The takeaway in the context of an enterprise data lake is that its value will depend on the level of trust employees have in the data contained in the lake. Failing to control data accuracy and quality within the lake will create mistrust amongst employees, seed doubt about the competency of IT, and jeopardize the whole data value chain, which then negatively impacts overall company performance.
A cloud data warehouse to deliver trusted insights for the masses
Leading firms believe governed cloud data lakes represent an adequate solution to overcoming some of these more traditional data lake stumbling blocks. The following four-step approach helps modernize cloud data warehouse while providing better insight into the entire organization.
- Unite all data sources and reconcile them: Make sure the organization has the capacity to integrate a wide array of data sources, formats and sizes. Storing a wide variety of data in one place is the first step, but it’s not enough. Bridging data pipelines and reconciling them is another way to gain the capacity to manage insights. Verify the company has a cloud-enabled data management platform combining rich integration capabilities and cloud elasticity to process high data volumes at a reasonable price.
- Accelerate trusted insights to the masses: Efficiently manage data with cloud data integration solutions that help prepare, profile, cleanse, and mask data while monitoring data quality over time regardless of file format and size. When coupled with cloud data warehouse capabilities, data integration can enable companies to create trusted data for access, reporting, and analytics in a fraction of the time and cost of traditional data warehouses.

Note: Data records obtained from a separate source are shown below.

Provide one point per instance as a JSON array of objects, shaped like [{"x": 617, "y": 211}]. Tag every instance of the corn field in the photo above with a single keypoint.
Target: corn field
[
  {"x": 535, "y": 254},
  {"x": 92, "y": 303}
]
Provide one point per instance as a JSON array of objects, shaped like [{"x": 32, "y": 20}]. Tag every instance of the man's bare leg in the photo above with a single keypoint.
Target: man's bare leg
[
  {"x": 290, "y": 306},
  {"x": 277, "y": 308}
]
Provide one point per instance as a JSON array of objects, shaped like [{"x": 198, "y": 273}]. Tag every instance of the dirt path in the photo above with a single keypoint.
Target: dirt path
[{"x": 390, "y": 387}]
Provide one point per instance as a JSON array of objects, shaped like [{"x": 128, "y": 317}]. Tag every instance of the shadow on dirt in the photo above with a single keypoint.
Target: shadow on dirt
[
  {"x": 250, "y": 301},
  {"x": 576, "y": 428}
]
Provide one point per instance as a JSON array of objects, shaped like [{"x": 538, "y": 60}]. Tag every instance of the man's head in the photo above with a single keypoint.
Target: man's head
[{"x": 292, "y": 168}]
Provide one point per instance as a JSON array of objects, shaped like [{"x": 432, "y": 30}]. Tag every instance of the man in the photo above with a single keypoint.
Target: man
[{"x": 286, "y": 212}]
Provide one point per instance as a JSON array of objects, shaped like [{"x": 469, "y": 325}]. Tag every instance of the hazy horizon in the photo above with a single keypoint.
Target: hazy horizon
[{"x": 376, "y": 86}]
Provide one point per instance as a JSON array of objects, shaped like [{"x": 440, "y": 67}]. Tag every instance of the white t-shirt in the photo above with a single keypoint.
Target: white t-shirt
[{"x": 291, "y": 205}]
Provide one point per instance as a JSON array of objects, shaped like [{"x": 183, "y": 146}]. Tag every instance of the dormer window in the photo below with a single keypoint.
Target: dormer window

- Collaborative data governance to the rescue: The old schema of a data value chain where data is produced solely by IT in data warehouses and consumed by business users is no longer valid. Now everyone wants to create content, add context, enrich data, and share it with others. Take the example of the internet and a knowledge platform such as Wikipedia where everybody can contribute, moderate and create new entries in the encyclopedia. In the same way Wikipedia established collaborative governance, companies should instill a collaborative governance in their organization by delegating the appropriate role-based, authority or access rights to citizen data scientists, line-of-business experts, and data analysts.
- Democratize data access and encourage users to be part of the Data Value Chain: Without making people accountable for what they’re doing, analyzing, and operating, there is little chance that organizations will succeed in implementing the right data strategy across business lines. Thus, you need to build a continuous Data Value Chain where business users contribute, share, and enrich the data flow in combination with a cloud data warehouse multi-cluster architecture that will accelerate data usage by load balancing data processing across diverse audiences.
In summary, think of data as the next strategic asset. Right now, it’s more like a hidden treasure at the bottom of many companies. Once modernized, shared and processed, data will reveal its true value, delivering better and faster insights to help companies get ahead of the competition.